As you can see from the output, the data frame has an index column which is the birth_year column of the original file.

Data Visualization using the Google Colab Suggest Chart Feature

The Google Colaboratory is one of the popular notebooks that support multi-languages and cool features. It just introduced a cool feature that automatically, based on your dataframe, suggests different kinds of charts or graphs you can plot to analyze the data in your frame. Let us take a simple dta file, convert it into a data frame and visualize it.

dta2='/content/Neonate_with_IgG.dta'
df = pd.read_stata(dta2)
df

This dataset provides information about the IgG levels of neonatal(newborn) babies. The dataset is saved in dta2 and is converted to a data frame called df. This data frame is displayed in the last line.

The above image shows the data frame and the Suggest Chart feature beside it. We are going to use the Suggest Chart feature to visualize the data we have. The even more surprising thing is you don’t need to write the code to visualize the data! Click on the chart or graph you want to generate, colab gives you the code for the graph.

Various visualizations provided by Colab

Let us implement a time series analysis for the data frame.

import numpy as np
from google.colab import autoviz
df_2742181028172811714 = autoviz.get_df('df_2742181028172811714')

def time_series_multiline(df, timelike_colname, value_colname, series_colname, figsize=(2.5, 1.3), mpl_palette_name='Dark2'):
  from matplotlib import pyplot as plt
  import seaborn as sns
  palette = list(sns.palettes.mpl_palette(mpl_palette_name))
  def _plot_series(series, series_name, series_index=0):
    if value_colname == 'count()':
      counted = (series[timelike_colname]
                 .value_counts()
                 .reset_index(name='counts')
                 .rename({'index': timelike_colname}, axis=1)
                 .sort_values(timelike_colname, ascending=True))
      xs = counted[timelike_colname]
      ys = counted['counts']
    else:
      xs = series[timelike_colname]
      ys = series[value_colname]
    plt.plot(xs, ys, label=series_name, color=palette[series_index % len(palette)])

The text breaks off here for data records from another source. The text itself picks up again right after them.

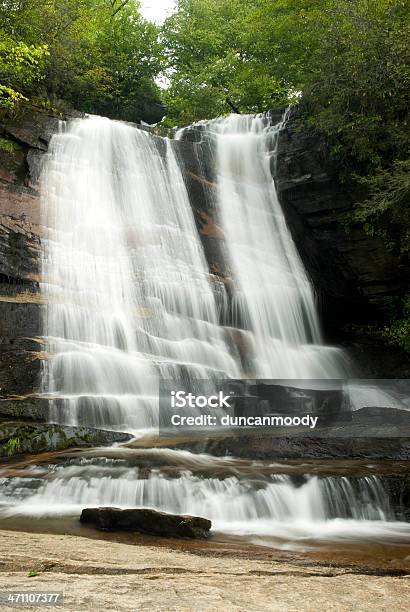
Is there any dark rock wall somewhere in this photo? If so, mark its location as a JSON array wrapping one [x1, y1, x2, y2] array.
[[0, 110, 59, 420], [276, 121, 406, 324], [0, 110, 408, 418]]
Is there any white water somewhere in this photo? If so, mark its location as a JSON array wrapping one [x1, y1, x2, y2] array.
[[42, 117, 239, 432], [0, 112, 410, 546], [0, 449, 410, 550], [205, 115, 346, 379]]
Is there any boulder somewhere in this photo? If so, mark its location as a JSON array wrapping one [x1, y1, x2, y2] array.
[[80, 508, 212, 539]]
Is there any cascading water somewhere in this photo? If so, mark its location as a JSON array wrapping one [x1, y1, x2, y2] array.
[[42, 117, 239, 432], [0, 449, 410, 549], [0, 111, 410, 546], [205, 115, 347, 379]]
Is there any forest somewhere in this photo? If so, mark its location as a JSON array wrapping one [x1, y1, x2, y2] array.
[[0, 0, 410, 350]]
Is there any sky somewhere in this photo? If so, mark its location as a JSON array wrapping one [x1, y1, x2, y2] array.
[[140, 0, 175, 23]]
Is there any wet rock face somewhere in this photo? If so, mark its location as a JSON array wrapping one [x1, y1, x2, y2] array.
[[0, 420, 132, 457], [0, 110, 409, 420], [80, 508, 212, 539], [0, 109, 65, 408], [275, 119, 405, 325]]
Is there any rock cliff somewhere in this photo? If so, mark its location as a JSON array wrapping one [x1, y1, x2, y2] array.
[[0, 109, 408, 420]]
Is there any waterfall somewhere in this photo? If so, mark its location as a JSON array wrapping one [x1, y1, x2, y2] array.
[[42, 117, 239, 432], [0, 449, 410, 549], [204, 115, 346, 379], [0, 111, 409, 546]]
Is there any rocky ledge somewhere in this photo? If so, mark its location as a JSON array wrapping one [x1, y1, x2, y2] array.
[[0, 421, 132, 458], [80, 508, 212, 539]]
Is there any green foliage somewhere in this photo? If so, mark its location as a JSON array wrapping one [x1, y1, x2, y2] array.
[[4, 436, 21, 457], [381, 294, 410, 353], [0, 138, 19, 153], [0, 30, 48, 116], [0, 0, 160, 121], [162, 0, 410, 259]]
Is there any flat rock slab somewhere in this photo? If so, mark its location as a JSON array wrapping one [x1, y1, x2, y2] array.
[[80, 508, 212, 539]]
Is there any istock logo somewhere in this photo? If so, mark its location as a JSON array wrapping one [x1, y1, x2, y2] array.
[[171, 391, 231, 408]]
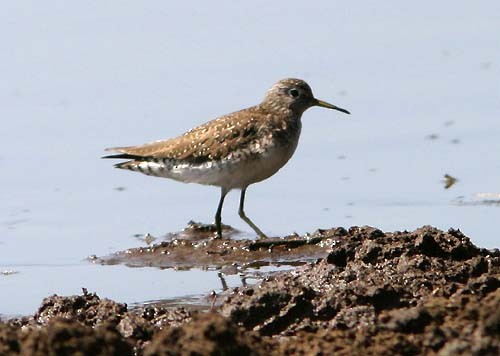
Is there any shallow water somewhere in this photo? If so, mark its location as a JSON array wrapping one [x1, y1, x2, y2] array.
[[0, 1, 500, 315]]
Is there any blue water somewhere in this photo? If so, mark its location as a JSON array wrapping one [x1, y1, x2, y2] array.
[[0, 1, 500, 315]]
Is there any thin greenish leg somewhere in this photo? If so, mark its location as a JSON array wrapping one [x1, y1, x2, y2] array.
[[238, 187, 267, 238], [215, 188, 228, 239]]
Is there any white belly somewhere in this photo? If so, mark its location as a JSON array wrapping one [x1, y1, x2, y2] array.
[[139, 135, 298, 190]]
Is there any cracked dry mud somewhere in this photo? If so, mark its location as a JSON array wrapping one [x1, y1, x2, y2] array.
[[0, 227, 500, 355]]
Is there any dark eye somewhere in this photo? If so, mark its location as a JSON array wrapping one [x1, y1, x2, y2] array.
[[288, 89, 300, 98]]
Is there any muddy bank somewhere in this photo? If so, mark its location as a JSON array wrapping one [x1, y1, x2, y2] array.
[[0, 227, 500, 355]]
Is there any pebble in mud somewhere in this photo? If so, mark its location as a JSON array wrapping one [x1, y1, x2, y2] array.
[[0, 226, 500, 355]]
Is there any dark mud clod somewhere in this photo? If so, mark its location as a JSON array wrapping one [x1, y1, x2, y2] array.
[[0, 226, 500, 355]]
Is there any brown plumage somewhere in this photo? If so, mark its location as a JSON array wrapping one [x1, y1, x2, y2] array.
[[103, 79, 349, 237]]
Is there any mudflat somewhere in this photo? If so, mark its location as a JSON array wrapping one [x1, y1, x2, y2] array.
[[0, 226, 500, 355]]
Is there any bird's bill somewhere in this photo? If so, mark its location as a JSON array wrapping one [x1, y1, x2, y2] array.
[[315, 99, 350, 114]]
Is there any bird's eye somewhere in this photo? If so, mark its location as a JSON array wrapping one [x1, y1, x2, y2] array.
[[288, 89, 300, 98]]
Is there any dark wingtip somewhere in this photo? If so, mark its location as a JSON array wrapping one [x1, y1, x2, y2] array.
[[101, 153, 140, 159]]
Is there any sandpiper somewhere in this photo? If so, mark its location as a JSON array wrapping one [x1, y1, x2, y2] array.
[[103, 78, 349, 238]]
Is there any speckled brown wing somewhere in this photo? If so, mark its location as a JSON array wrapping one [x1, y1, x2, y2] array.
[[107, 107, 266, 163]]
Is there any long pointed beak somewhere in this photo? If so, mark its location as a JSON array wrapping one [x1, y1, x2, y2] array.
[[314, 99, 350, 114]]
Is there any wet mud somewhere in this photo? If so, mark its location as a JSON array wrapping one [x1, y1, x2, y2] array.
[[0, 227, 500, 355]]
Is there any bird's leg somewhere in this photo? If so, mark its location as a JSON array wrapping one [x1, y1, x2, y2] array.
[[215, 188, 228, 239], [238, 187, 267, 238]]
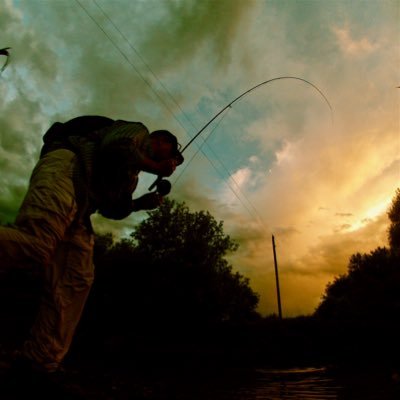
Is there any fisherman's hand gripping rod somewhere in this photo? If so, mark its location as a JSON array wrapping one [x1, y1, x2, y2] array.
[[149, 76, 333, 194]]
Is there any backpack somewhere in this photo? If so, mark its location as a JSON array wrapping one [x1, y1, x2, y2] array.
[[43, 115, 115, 145]]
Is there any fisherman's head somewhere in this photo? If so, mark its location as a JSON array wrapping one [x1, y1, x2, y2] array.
[[150, 130, 184, 165]]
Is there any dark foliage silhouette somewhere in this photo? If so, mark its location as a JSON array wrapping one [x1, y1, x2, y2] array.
[[315, 189, 400, 319], [80, 200, 258, 354]]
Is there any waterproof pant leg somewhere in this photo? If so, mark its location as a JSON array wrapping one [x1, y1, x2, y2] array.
[[0, 150, 77, 272], [23, 223, 94, 371], [0, 149, 93, 370]]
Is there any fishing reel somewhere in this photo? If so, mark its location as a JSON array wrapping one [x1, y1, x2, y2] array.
[[155, 178, 172, 196]]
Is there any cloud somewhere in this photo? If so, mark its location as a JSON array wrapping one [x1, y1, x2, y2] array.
[[333, 27, 377, 56]]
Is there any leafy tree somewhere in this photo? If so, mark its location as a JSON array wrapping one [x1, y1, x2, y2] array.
[[388, 188, 400, 255], [132, 200, 258, 323], [315, 189, 400, 319]]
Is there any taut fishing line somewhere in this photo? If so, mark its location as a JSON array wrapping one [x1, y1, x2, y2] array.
[[149, 76, 333, 194]]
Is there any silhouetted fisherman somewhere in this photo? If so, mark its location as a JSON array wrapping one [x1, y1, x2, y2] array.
[[0, 116, 183, 390]]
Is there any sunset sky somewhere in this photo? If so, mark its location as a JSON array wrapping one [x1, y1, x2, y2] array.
[[0, 0, 400, 316]]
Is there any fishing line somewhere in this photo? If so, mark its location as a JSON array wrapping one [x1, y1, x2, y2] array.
[[149, 76, 333, 190]]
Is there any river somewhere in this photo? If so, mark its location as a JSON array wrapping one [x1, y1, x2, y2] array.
[[154, 367, 400, 400]]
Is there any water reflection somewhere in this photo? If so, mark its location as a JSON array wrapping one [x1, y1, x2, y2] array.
[[237, 368, 341, 400], [175, 368, 400, 400]]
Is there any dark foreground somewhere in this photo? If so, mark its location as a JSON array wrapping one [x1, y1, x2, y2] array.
[[0, 332, 400, 400]]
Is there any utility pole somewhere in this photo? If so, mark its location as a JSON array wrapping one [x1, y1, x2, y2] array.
[[272, 235, 282, 319]]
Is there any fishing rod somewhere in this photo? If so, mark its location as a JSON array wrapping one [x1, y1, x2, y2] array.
[[149, 76, 333, 195]]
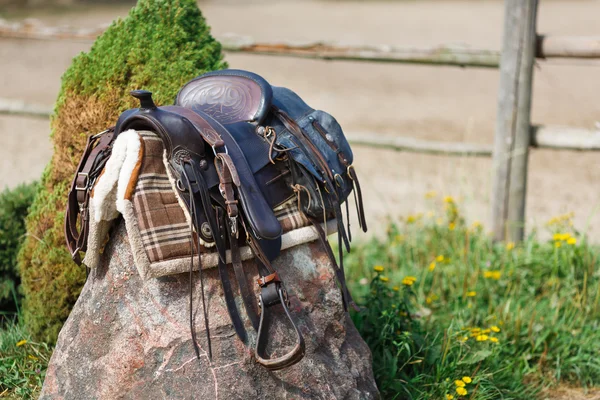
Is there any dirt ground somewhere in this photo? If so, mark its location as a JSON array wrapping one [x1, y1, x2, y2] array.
[[0, 0, 600, 241]]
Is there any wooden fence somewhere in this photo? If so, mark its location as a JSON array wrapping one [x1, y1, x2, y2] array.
[[0, 0, 600, 241]]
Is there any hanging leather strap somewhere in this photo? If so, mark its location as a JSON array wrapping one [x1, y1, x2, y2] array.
[[229, 220, 259, 332], [64, 127, 115, 265], [254, 268, 306, 371]]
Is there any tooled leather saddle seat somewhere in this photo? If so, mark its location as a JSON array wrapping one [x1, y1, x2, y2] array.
[[66, 70, 367, 370]]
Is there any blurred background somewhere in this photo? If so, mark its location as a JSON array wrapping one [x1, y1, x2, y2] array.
[[0, 0, 600, 238]]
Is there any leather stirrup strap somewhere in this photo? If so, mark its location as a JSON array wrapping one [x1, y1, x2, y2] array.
[[64, 127, 115, 265], [182, 168, 212, 359], [254, 268, 305, 371], [214, 207, 248, 344], [307, 216, 360, 311], [229, 225, 259, 332], [348, 165, 367, 232]]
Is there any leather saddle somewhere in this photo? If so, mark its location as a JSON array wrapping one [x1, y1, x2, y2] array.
[[65, 70, 367, 370]]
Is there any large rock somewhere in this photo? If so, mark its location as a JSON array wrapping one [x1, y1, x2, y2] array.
[[41, 223, 379, 399]]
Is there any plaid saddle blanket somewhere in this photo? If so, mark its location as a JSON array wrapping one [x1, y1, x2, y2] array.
[[83, 130, 336, 279]]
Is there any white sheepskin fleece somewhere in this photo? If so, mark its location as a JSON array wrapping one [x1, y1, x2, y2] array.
[[91, 129, 141, 222]]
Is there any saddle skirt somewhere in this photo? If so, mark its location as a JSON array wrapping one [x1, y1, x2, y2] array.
[[65, 70, 367, 370], [83, 130, 337, 279]]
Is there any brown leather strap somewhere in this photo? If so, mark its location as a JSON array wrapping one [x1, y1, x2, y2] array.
[[229, 221, 259, 332], [254, 274, 305, 371], [64, 127, 114, 265]]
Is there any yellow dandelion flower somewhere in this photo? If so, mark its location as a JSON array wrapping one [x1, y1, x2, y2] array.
[[552, 233, 562, 240]]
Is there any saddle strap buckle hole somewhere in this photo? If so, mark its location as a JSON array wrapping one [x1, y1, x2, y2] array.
[[75, 172, 90, 191], [211, 145, 229, 157]]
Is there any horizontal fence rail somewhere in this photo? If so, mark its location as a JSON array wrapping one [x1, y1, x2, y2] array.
[[0, 98, 600, 157], [0, 19, 600, 68]]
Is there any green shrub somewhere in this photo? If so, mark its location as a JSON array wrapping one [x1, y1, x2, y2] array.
[[345, 197, 600, 400], [19, 0, 226, 343], [0, 322, 52, 399], [0, 183, 37, 314]]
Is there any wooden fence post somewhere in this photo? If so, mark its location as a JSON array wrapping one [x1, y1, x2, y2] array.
[[492, 0, 538, 242]]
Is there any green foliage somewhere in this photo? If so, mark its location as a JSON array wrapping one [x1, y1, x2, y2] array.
[[0, 183, 37, 314], [345, 198, 600, 400], [19, 0, 227, 343], [57, 0, 226, 110], [0, 323, 52, 399]]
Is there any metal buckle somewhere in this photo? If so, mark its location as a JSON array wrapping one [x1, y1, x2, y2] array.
[[229, 217, 239, 239], [346, 165, 356, 180], [75, 172, 90, 191], [92, 129, 110, 139], [211, 145, 229, 157]]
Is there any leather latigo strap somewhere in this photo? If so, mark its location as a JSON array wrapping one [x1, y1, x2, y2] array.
[[65, 127, 115, 265], [254, 268, 305, 371]]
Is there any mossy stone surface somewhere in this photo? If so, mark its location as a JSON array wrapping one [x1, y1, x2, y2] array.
[[19, 0, 227, 342]]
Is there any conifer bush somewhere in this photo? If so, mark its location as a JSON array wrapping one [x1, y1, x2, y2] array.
[[19, 0, 226, 343], [0, 183, 36, 315]]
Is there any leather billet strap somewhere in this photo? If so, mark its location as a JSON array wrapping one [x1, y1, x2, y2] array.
[[254, 270, 305, 371], [64, 127, 115, 265]]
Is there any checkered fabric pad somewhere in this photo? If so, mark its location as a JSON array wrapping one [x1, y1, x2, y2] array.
[[132, 132, 310, 263]]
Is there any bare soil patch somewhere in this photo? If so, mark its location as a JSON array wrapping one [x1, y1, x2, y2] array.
[[0, 0, 600, 240]]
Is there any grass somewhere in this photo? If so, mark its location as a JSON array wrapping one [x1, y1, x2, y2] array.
[[345, 194, 600, 399], [0, 194, 600, 400], [0, 320, 52, 399]]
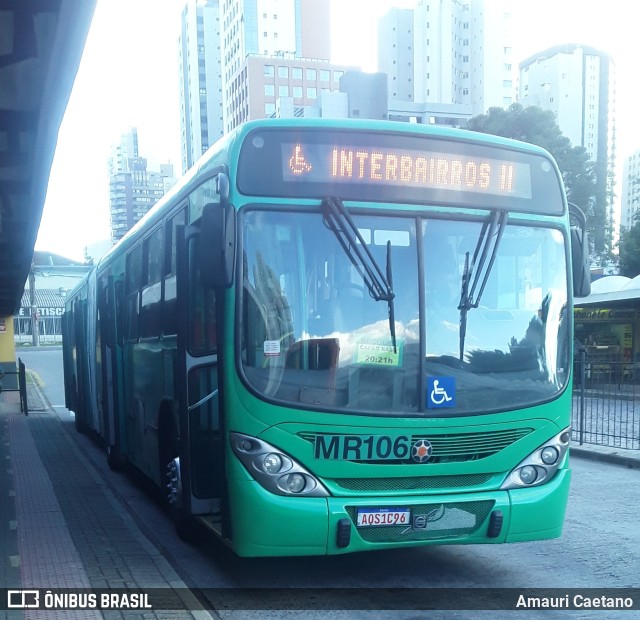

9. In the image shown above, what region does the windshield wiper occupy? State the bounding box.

  fig, ax = plt.subplots(figsize=figsize, layout='constrained')
  df = df.sort_values(timelike_colname, ascending=True)
  if series_colname:
    for i, (series_name, series) in enumerate(df.groupby(series_colname)):
      _plot_series(series, series_name, i)
    fig.legend(title=series_colname, bbox_to_anchor=(1, 1), loc='upper left')
  else:
    _plot_series(df, '')
  sns.despine(fig=fig, ax=ax)
  plt.xlabel(timelike_colname)
  plt.ylabel(value_colname)
  return autoviz.MplChart.from_current_mpl_state()

chart = time_series_multiline(df_2742181028172811714, *['period_6', 'igm', None], **{})
chart

The output is given below.

Conclusion

We have seen what Stata software is and how it is useful for data scientists and mathematicians. We have learned what is a data frame and a basic example of it.

We have taken a real-world data set based on the survey conducted, according to which the hygienic measures taken during COVID by the people led to a drastic decrease in antibody levels.

In the first case, we used the year of birth of the participants of the data to construct a data frame.

In the second case, we used the Suggest Chart feature of Google Colaboratory to plot the data.